Her chest heaved and she took another sip of her drink. “Try me.”

He looked up then, his eyes crystal clear and sparkling despite the dim lights above the bar. “You do, Sammie Smiles.” He reached out to wipe a tear that glistened on the bottom of her cheek. “Seeing you again has made me happier than I’ve been in a long time.”

She didn’t know what to say, but her heart was pounding so hard she knew she wouldn’t be able find words. Because she realized in that moment that he made her happy, too. This trip had been crazy, and emotional, and a complete disaster at times, but she’d never had more fun in her whole life. She planted her feet firmly on the rail of her barstool, trying with all her might to keep her world from spinning.
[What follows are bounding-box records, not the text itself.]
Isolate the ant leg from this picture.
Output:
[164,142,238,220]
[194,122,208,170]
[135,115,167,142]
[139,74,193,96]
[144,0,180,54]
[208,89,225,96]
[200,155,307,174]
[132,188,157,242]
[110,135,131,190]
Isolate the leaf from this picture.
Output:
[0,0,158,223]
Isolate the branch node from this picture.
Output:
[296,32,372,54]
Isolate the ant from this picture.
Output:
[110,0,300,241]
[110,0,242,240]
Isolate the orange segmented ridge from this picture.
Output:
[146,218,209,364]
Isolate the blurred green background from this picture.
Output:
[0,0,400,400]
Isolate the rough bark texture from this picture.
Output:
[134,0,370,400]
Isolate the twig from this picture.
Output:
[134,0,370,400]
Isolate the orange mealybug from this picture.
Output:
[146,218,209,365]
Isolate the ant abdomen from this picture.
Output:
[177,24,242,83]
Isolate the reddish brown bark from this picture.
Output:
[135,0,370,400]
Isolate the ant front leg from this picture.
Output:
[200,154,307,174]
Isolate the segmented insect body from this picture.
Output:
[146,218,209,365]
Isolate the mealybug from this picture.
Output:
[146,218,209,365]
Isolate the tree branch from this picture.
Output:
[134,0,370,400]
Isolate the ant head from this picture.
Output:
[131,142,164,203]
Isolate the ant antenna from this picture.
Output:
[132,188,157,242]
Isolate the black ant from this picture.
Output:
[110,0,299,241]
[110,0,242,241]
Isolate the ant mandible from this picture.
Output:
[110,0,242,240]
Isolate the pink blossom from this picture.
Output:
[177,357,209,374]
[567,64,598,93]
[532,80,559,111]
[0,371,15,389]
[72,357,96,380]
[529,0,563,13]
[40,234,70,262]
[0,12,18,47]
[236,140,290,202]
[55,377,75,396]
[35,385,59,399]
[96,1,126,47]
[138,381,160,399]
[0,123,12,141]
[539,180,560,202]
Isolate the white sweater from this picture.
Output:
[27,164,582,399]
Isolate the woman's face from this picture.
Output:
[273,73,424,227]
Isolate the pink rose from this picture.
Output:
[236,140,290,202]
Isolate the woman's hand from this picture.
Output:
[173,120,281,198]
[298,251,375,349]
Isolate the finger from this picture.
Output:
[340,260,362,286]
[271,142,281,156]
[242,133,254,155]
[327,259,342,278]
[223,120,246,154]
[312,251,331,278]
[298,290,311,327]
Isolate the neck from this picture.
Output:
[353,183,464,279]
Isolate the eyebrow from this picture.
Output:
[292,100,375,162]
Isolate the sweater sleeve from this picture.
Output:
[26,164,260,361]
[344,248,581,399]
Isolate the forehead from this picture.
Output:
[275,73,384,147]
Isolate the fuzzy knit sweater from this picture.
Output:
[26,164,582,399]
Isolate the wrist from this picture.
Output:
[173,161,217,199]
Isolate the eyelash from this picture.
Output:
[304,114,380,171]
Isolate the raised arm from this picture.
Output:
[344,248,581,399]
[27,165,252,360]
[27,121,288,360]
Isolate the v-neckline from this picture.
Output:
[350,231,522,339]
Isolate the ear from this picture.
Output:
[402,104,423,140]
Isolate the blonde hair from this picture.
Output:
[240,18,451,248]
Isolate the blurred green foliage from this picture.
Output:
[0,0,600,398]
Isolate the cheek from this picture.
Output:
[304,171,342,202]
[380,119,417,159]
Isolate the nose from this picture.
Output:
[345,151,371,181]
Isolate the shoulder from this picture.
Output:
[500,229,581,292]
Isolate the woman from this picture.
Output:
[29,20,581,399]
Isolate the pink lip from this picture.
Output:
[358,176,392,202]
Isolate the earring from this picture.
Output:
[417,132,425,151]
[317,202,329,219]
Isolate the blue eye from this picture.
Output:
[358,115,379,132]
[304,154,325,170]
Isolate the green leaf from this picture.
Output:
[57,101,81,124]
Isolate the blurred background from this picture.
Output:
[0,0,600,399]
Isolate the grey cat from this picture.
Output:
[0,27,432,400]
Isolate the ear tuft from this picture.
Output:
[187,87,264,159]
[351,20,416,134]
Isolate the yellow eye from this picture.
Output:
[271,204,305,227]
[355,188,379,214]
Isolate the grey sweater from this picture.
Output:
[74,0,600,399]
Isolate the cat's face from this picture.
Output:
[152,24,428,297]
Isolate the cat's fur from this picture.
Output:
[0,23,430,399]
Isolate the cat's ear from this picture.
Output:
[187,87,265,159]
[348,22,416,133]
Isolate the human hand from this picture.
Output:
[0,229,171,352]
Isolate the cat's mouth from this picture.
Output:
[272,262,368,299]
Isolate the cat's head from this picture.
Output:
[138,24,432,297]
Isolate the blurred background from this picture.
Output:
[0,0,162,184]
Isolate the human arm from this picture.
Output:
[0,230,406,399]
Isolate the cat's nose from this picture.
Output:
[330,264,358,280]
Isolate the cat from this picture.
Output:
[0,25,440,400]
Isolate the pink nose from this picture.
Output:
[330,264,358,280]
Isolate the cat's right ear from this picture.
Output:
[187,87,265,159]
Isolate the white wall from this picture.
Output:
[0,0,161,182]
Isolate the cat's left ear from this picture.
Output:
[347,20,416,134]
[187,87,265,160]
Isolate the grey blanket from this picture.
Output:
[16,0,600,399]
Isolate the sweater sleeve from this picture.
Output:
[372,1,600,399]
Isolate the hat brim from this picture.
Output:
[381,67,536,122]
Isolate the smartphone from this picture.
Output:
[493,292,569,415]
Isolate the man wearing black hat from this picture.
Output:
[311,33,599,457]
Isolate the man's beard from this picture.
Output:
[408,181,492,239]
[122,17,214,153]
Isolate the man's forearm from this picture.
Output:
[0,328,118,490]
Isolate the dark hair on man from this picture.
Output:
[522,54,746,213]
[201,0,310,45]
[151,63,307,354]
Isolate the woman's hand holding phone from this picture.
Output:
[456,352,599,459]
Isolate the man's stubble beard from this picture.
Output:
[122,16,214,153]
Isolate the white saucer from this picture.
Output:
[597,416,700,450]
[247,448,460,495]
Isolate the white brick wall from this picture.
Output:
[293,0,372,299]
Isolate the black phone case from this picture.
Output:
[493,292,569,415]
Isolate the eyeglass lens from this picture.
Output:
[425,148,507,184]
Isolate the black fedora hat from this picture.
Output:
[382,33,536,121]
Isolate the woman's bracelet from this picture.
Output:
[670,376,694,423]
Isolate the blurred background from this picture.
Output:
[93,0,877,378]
“I’m so sorry,” she whispered, her chin quivering. “I’m sorry I said all those things. I didn’t mean them. I didn’t mean any of it.”

His finger brushed over her lips, shushing her. He eased himself off the barstool, took a couple of twenties out of his wallet, and tossed them in the direction of the bartender. “Let’s go. Let’s get out of here and get some sleep.”

She swallowed, wishing desperately that the feeling suddenly rolling in her belly was caused from too much alcohol. But it wasn’t. That feeling came from falling for a man—maybe for the first real time in her adult life. A feeling of wanting him so desperately her heart ached with it.

“I wanted to hate you,” she whispered. “But I don’t.”

I know.”

She stumbled out of her chair, dragging her bag from the top of the bar, as she continued toward the door. “I don’t hate you, Tristan Montgomery, and that scares the hell out of me.” She continued walking, not bothering to look over her shoulder to make sure he was following. She knew he was. She felt him with every hair on her body, every drop of blood that surged to the surface of her skin.

“I don’t hate you either, Samantha Elizabeth Smiles. I never have.”